The two perspectives here are Womanist and Xodus thought. Karen Baker-Fletcher takes the womanist perspective, drawing from the resources of her own background and the intellectual developments of womanism from Alice Walker, Delores Williams, and others. Womanism derives firstly from a reaction to Feminist theology, done primary by academic women of European background. Black women, while relating to many of the aspects of feminist theology and thought, saw that important elements of their own experience were not included. There is a unique perspective to women who were also black, having to endure the double-discrimination of gender and racial inequalities (Grant would later add a third category, the economic/poverty issue, that also plagues so many African-American women).
Garth Baker-Fletcher writes from the Xodus perspective -- Xodus being a term of his creation, firmly planted in the second-generation of Black (male) theology, a liberation response to the continuing situation of African-Americans in the United States of inequality and racial injustice. Xodus derives in part from the same impulses that compelled Malcolm X to adopt the 'unknown' as his last name, recalling both that which was lost and that which can be reclaimed. Xodus also inspires thought about the biblical text Exodus, in which the people of Israel are led out of captivity into liberation. Xodus looks beyond simple liberation to issues of reconstruction and renewal, looking with alarm on the situation confronting 'ordinary' African-American persons in America today from economic and societal pressures. As do many theologians, Garth Baker-Fletcher adapts the language to suit his context -- using capitalisation, boldface, italics, and Ebonics-derived terminology (often in what might be traditionally considered ungrammatical or non-standard ways), he shakes up the reader visually as well as intellectually.

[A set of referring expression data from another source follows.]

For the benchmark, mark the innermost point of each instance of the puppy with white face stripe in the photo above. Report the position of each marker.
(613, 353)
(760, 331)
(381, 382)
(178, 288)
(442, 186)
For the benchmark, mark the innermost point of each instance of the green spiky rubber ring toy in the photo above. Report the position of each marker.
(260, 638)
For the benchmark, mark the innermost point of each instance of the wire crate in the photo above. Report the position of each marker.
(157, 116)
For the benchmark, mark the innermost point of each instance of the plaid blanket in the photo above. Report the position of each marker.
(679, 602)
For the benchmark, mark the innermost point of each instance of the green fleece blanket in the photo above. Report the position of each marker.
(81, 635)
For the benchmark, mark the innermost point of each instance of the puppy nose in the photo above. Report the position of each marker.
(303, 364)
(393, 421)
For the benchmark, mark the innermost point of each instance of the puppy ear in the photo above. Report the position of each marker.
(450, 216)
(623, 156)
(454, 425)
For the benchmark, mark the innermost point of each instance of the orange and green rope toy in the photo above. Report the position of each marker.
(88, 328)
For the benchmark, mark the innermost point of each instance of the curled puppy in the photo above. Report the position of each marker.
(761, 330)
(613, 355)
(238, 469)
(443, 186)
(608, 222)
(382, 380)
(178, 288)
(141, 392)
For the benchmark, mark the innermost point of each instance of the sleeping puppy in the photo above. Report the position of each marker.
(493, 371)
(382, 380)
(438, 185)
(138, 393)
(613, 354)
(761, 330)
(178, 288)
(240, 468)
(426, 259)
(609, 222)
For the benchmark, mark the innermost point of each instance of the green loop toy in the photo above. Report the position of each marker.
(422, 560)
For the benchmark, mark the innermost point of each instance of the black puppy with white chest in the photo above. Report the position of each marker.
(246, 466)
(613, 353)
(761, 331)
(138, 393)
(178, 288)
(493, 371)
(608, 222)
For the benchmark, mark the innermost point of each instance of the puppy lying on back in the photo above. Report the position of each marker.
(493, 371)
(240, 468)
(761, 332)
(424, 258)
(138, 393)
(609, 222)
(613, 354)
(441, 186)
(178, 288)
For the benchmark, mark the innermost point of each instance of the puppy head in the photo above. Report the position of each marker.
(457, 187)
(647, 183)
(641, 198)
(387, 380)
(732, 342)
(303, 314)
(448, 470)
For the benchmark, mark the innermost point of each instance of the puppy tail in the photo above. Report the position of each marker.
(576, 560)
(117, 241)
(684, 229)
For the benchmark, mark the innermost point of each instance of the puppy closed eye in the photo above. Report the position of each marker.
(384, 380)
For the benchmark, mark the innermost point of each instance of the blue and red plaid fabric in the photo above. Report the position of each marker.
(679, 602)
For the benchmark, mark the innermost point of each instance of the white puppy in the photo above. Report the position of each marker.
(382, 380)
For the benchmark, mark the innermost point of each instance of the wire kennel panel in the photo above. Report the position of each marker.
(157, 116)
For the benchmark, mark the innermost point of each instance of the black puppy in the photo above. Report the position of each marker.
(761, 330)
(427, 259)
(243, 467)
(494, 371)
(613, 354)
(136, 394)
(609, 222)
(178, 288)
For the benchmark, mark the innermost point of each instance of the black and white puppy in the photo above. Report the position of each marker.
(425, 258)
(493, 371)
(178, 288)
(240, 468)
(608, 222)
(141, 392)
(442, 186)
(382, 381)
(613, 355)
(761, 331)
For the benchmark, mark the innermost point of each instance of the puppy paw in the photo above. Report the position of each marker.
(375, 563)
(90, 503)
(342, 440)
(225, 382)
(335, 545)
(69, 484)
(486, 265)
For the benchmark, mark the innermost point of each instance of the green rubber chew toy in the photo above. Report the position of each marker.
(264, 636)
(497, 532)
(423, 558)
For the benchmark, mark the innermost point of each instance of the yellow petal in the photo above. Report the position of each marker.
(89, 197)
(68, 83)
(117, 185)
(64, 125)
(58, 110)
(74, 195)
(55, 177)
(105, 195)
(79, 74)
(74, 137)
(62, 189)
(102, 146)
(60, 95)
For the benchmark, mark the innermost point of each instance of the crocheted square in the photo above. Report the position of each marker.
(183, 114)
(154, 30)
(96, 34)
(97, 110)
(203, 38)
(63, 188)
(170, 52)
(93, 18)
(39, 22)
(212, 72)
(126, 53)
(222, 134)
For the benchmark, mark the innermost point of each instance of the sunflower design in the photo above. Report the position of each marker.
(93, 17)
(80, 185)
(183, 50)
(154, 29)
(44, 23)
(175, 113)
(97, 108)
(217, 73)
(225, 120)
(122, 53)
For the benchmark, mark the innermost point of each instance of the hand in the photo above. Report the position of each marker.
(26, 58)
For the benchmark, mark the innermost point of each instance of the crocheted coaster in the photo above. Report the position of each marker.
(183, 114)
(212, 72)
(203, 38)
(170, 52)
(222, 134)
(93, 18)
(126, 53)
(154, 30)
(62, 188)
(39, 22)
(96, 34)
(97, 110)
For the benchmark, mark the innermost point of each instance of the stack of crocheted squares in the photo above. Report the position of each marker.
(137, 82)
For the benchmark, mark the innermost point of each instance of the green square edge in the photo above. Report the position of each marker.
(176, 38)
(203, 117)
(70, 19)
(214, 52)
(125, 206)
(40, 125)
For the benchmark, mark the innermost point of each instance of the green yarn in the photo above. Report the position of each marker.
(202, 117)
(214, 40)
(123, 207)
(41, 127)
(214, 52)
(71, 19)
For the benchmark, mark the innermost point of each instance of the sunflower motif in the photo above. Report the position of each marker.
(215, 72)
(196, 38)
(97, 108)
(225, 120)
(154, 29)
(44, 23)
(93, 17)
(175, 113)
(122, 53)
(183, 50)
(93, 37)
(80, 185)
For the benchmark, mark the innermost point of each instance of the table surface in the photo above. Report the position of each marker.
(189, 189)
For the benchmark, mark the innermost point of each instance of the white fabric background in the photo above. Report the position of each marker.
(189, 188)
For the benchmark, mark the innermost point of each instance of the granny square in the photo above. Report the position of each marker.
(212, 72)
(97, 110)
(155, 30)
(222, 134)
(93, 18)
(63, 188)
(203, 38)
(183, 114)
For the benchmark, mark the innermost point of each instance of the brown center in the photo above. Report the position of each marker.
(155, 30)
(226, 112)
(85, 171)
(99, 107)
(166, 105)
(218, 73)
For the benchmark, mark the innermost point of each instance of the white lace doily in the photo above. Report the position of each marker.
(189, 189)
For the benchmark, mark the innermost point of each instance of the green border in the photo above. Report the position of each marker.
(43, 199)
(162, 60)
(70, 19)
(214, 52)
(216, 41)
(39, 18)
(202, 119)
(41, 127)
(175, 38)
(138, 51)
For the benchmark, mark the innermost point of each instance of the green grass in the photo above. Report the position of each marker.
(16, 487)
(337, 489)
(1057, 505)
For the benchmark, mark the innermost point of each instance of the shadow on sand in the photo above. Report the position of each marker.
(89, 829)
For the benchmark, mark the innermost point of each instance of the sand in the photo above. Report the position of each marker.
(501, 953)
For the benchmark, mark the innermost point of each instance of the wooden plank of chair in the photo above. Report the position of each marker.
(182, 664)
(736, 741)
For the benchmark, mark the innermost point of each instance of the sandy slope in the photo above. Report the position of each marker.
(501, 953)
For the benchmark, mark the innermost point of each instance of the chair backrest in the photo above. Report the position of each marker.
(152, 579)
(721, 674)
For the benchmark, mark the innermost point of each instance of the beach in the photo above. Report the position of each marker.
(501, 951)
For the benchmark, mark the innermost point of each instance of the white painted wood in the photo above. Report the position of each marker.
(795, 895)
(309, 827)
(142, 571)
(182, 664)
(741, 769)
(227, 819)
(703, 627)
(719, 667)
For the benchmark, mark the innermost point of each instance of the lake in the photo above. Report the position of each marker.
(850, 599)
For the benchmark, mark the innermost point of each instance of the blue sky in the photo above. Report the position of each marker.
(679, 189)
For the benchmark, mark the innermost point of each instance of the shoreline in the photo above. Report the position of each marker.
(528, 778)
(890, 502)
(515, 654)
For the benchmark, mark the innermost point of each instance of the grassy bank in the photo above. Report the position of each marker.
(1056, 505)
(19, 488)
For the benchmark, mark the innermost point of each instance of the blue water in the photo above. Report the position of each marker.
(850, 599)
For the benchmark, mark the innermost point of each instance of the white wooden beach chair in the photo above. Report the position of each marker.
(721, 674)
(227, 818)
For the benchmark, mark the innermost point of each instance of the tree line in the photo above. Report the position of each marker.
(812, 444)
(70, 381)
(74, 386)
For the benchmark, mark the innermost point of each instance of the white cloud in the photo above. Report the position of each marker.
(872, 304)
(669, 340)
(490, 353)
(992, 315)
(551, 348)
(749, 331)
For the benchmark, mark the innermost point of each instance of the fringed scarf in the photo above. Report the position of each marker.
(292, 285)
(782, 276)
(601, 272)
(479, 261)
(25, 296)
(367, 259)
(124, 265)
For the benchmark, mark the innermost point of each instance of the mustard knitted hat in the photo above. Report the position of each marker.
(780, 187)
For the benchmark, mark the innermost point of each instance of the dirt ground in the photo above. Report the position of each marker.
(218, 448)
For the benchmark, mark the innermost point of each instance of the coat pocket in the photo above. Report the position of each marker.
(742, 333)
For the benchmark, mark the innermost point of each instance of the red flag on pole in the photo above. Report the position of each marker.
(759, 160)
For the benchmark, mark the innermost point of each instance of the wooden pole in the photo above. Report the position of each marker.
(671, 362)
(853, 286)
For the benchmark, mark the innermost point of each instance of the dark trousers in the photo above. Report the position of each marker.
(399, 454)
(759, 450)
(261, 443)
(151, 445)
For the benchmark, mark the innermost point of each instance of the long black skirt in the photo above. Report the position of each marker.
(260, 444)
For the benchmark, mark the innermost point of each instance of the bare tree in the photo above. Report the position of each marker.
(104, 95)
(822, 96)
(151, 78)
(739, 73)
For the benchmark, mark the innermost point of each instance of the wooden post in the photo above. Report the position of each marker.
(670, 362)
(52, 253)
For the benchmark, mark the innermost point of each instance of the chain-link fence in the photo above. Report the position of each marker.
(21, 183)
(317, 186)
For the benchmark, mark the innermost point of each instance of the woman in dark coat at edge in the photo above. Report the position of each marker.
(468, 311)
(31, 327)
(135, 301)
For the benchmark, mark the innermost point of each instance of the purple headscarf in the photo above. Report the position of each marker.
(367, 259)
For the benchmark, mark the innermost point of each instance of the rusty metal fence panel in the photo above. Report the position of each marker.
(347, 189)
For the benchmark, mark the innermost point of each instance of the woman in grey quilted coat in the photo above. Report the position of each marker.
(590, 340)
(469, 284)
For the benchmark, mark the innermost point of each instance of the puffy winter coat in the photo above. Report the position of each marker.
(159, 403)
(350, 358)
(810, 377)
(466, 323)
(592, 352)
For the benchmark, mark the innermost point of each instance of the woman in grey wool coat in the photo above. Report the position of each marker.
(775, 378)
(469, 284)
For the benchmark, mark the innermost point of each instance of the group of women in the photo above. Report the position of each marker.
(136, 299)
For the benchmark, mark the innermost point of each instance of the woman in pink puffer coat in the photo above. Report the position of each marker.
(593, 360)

While both Karen and Garth Baker-Fletcher speak from these perspectives, they are careful to speak for themselves only, inviting others from their perspectives to add their voices to the theological discussion. Both Womanism and Xodus thought qualify as liberation theologies, looking for freedom, equality and justice for all.
There is life here. There is love here. There is commitment and dedication to the betterment of all of humanity here. These two voices call upon others to join the chorus in proclaiming liberty and bringing the future into being.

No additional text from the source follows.